Certainly an initial potential use of commuter rail based on Link
performance might well reach 30% or 1,500 commuters. The Link
services as well as shuttle connections from rail stations would
continue as a supplement and feeder for what really becomes an
overall integrated rail/bus system. Bicycle and walking modes
facilities supporting the integrated network must be a given.
Then
there is the larger question of inter-city services enabled by
current Link type services today, for examples, connecting Burlington
to St. Johnsbury via Montpelier and Burlingon to Rutland via
Middelbury. While inter-city and commuter rail services get separate
treatments in terms of federal funding, in a small state like Vermont
they naturally overlap. The recent Vermont intercity routes built
off commuter Link and Link-type services (plus Amtrak) perfectly
illustrate how both services connect an re-enforce each other.

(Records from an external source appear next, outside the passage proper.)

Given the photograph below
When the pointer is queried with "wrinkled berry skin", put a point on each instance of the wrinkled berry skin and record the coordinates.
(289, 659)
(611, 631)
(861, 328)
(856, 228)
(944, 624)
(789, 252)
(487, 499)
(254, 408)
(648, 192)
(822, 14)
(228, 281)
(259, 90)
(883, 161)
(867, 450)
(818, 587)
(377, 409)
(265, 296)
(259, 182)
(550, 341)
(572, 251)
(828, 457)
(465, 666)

Extensions of commuter rail to eventually provide intercity links to
every major community along with services designed to strengthen the
tourist industry also naturally grow out of upgrading tracks and
building of commuter rail services. The choices for rail clearly
find expression in three major studies dating from 1989—the only
thing remaining comes in dusting off the studies and build off the
pioneering commuter services CCTA and other public transit agencies
have built which show a new reality as more and more Vermonters want
out of the unsustainable and uneconomic auto-centric lifestyle.
Time
now to catch the growing wave of commuters wanting a quality
alternative to car commuting which awaits Legislative, regions, and
VAOT leadership. All aboard!
We agree that it is time to move forward on commuter rail in Northern Vermont!
ReplyDelete-- Or at least that this time should be soon (the state is focused on returning service to Montreal and up the Western Corridor and I'd rather have more completed projects and less goals than the other way around).
In my opinion, attacking the bus service is not strategic. It's clearly a success, even if not as much as rail might be. I think winning coalitions work better when they can be broad and not divisive. I think the CCTA will have to be on board for rail service to happen and thrive. I've seen efforts falter when they try to pit one service against another.
For some people the bus will work better than rail service and I'd have no problem if they existed side by side. It can serve UVM, Fletcher-Allen, National Life and downtown Burlington better than the train. I thin there are enough different markets like UVM, etc that some people will take the bus who would otherwise have driven rather than ride the train.